Vertex, CRISPR complete BLA for US approval of exa-cel
The investigational gene-editing therapy is for sickle cell disease and TDT
Vertex Pharmaceuticals and CRISPR Therapeutics have completed an application to the U.S. Food and Drug Administration (FDA) seeking approval of exagamglogene autotemcel (exa-cel) for the treatment of sickle cell disease (SCD) and transfusion-dependent beta thalassemia (TDT).
The rolling biologics license application, which was initiated late last year, includes a request for FDA priority review. If granted, that would shorten the agency’s review time from the standard one year to eight months.
Similar applications were submitted in the European Union (EU) and U.K. last year, where they are under review by regulatory bodies.
“The completion of our exa-cel global regulatory filings is a historic milestone,” Carmen Bozic, MD, executive vice president of global medicines development and medical affairs and chief medical officer at Vertex, said in a press release.
“We want to thank the clinical trial participants and the sickle cell and beta thalassemia communities, as well as the physicians, nurses, coordinators, caregivers and friends who support them,” Bozic said.
Both SCD and TDT are diseases that affect hemoglobin — the protein that helps red blood cells transport oxygen throughout the body. In SCD patients, a faulty version of hemoglobin is produced, whereas TDT patients have low levels, or are missing the protein altogether.
In either case, the end result is anemia, in which there are not enough healthy red blood cells to carry oxygen through the body.
With exa-cel, formerly known as CTX001, a patient’s blood cell precursors are isolated and genetically modified to make high levels of fetal hemoglobin — a form of hemoglobin produced during fetal development that is more effective at carrying oxygen than its adult counterpart.
After a round of chemotherapy to destroy faulty blood cell precursors and make room for the edited ones, modified cells are returned to the patient via a stem cell transplant. These cells are then expected to populate the blood with healthy hemoglobin-producing blood cells.

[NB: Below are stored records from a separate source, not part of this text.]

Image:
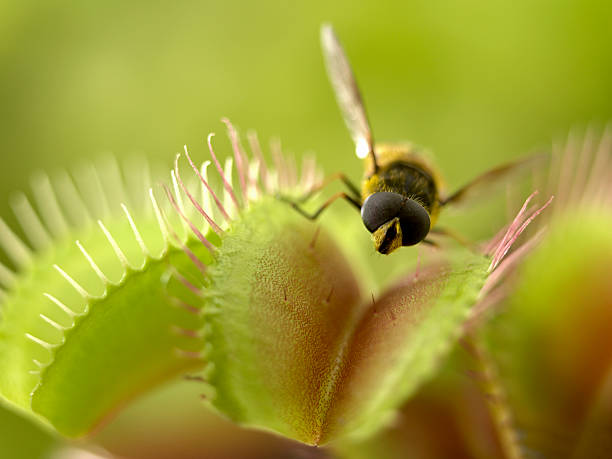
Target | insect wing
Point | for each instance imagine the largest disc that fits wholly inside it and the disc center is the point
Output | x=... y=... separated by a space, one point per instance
x=347 y=92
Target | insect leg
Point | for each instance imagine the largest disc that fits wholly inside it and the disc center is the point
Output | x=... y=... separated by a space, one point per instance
x=325 y=205
x=500 y=173
x=452 y=235
x=337 y=176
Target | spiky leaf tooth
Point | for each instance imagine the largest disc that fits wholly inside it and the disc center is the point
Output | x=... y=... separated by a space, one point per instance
x=85 y=327
x=552 y=344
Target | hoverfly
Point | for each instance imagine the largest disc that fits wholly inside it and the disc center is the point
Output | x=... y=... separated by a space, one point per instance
x=401 y=194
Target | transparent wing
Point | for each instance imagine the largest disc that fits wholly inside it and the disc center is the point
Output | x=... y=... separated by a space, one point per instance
x=347 y=92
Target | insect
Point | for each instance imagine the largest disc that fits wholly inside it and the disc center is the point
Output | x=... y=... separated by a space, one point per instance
x=401 y=194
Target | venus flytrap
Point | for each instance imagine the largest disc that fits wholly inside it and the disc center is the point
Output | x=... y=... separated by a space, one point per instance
x=244 y=294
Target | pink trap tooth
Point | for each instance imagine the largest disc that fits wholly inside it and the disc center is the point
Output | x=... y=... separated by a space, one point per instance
x=216 y=228
x=210 y=190
x=226 y=184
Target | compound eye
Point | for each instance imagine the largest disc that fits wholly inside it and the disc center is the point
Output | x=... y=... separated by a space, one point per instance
x=414 y=221
x=379 y=208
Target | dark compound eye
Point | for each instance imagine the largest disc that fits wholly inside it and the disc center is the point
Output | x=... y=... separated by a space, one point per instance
x=379 y=208
x=414 y=221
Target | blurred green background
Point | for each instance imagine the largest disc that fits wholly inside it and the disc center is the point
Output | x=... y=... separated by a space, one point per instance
x=477 y=82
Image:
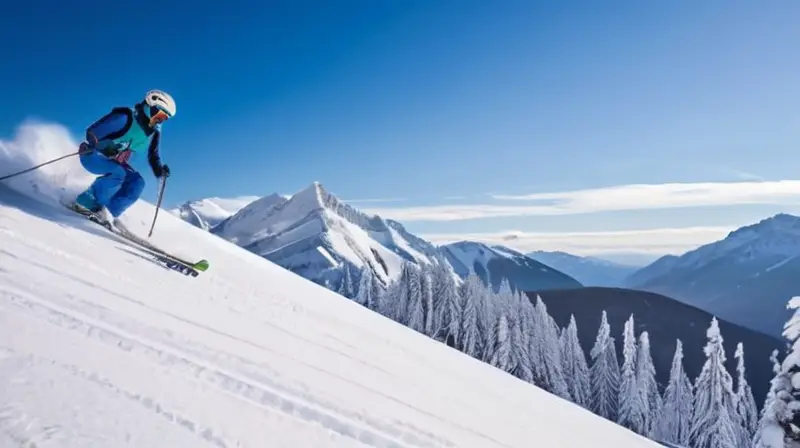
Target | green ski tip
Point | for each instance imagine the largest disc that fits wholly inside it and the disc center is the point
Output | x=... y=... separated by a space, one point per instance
x=201 y=265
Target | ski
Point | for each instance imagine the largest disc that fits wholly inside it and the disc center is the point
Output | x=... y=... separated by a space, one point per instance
x=168 y=260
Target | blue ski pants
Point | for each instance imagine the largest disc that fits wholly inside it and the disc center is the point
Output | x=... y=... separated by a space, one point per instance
x=117 y=187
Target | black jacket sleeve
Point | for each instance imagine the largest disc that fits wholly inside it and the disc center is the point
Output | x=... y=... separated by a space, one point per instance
x=153 y=158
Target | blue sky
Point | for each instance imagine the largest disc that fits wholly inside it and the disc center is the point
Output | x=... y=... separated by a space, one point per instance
x=446 y=103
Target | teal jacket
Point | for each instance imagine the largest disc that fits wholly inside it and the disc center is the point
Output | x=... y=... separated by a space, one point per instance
x=126 y=128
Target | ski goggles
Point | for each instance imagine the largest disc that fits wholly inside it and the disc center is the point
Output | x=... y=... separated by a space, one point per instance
x=157 y=116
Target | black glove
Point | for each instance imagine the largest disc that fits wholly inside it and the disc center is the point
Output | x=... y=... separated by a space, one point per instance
x=161 y=171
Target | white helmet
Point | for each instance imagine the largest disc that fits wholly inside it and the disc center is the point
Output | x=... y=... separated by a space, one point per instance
x=159 y=101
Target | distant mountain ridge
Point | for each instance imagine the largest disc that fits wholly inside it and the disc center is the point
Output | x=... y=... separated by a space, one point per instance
x=590 y=271
x=746 y=277
x=314 y=234
x=495 y=263
x=318 y=236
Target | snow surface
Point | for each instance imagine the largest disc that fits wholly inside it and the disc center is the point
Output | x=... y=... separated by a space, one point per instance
x=101 y=347
x=207 y=213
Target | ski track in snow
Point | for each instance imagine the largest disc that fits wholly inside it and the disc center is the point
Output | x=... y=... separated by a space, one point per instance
x=257 y=391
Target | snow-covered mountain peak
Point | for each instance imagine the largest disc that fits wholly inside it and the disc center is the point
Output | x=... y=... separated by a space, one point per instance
x=494 y=264
x=316 y=235
x=777 y=236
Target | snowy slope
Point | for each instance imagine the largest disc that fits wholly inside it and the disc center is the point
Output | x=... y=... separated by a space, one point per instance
x=100 y=347
x=744 y=278
x=497 y=263
x=314 y=235
x=590 y=271
x=207 y=213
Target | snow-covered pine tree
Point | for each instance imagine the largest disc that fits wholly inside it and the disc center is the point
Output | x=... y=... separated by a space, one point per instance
x=714 y=424
x=447 y=304
x=520 y=338
x=744 y=403
x=549 y=348
x=426 y=299
x=779 y=426
x=472 y=291
x=576 y=370
x=486 y=308
x=501 y=352
x=364 y=292
x=678 y=403
x=653 y=404
x=631 y=411
x=605 y=374
x=414 y=315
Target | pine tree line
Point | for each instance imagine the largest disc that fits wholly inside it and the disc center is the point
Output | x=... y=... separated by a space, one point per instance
x=508 y=331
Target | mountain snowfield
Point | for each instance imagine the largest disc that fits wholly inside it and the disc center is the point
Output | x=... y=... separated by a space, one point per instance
x=313 y=234
x=99 y=346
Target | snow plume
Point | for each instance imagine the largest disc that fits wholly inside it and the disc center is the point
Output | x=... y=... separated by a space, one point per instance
x=35 y=143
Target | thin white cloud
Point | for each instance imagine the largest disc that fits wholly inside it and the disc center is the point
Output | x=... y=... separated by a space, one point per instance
x=380 y=200
x=653 y=242
x=615 y=198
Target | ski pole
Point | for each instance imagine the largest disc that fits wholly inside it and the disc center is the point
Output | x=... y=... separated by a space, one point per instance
x=162 y=184
x=9 y=176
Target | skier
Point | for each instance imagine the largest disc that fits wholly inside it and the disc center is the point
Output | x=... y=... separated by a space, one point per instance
x=110 y=143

Cell genetic editing involves the use of CRISPR/Cas9, an approach adapted from a natural system that bacteria use as an immune defense mechanism. Essentially, scientists can leverage the system to add, remove, or change specific sections of DNA.
Modifications involved in exa-cel work to stop the production of BCL11A, a protein that normally shuts off the production of fetal hemoglobin after birth.
“Within a decade, we have progressed from the discovery of the CRISPR platform to the first regulatory filings for a CRISPR-based therapy, which speaks to the transformative nature of CRISPR technology,” said Phuong Khanh Morrow, MD, chief medical officer at CRISPR Therapeutics.
The CLIMB trials
Data from two ongoing clinical trials — CLIMB–111 (NCT03655678) and CLIMB–121 (NCT03745287) — comprise major components of the companies’ regulatory applications.
The open-label Phase 2/3 CLIMB–121 study enrolled patients, ages 12–35, with severe SCD, defined as having at least two severe vaso-occlusive crises (VOCs) per year in the two years before enrollment.
All participants received a single dose of exa-cel and are being followed for about two years.
Results showed that a single dose of exa-cel increased fetal hemoglobin levels and prevented VOCs in these patients.
Findings from CLIMB-111, a similarly designed trial that evaluated the therapy in TDT patients, also found increases in fetal hemoglobin and clinical benefit.
Another pair of open-label Phase 3 trials are currently evaluating the treatment’s safety and effectiveness in pediatric patients, ages 5–11, with plans to eventually expand to patients as young as 2.
CLIMB–151 (NCT05329649) is recruiting up to 12 children with SCD at sites in the U.K., U.S., and Italy. CLIMB–141 (NCT05356195) is recruiting up to 12 children with TDT in Canada, Germany, and the U.K.
The Phase 3b CLIMB-161 trial (NCT05477563) also is being conducted to support expansion of exa-cel’s manufacturing footprint, should it be approved and commercially launched. The trial is recruiting up to 12 people with SCD or TDT, ages 12–35, who will be followed for a year after receiving the therapy.
Eligibility for long-term participation
Participants who complete any of these trials are invited to enroll in CLIMB-131 (NCT04208529), where exa-cel’s safety and effectiveness are being monitored for up to 15 years.
In general, the side effect profile of exa-cel has been consistent with the known effects of busulfan, the chemotherapy agent that’s used before the stem cell transplant. Vertex now is seeking to develop a less-aggressive conditioning approach using technology from ImmunoGen.
Exa-cel holds a number of designations intended to speed its development toward regulatory approval. These include fast track, orphan drug, regenerative medicine advanced therapy, and rare pediatric disease designations in the U.S., orphan drug and priority medicines designations in the EU.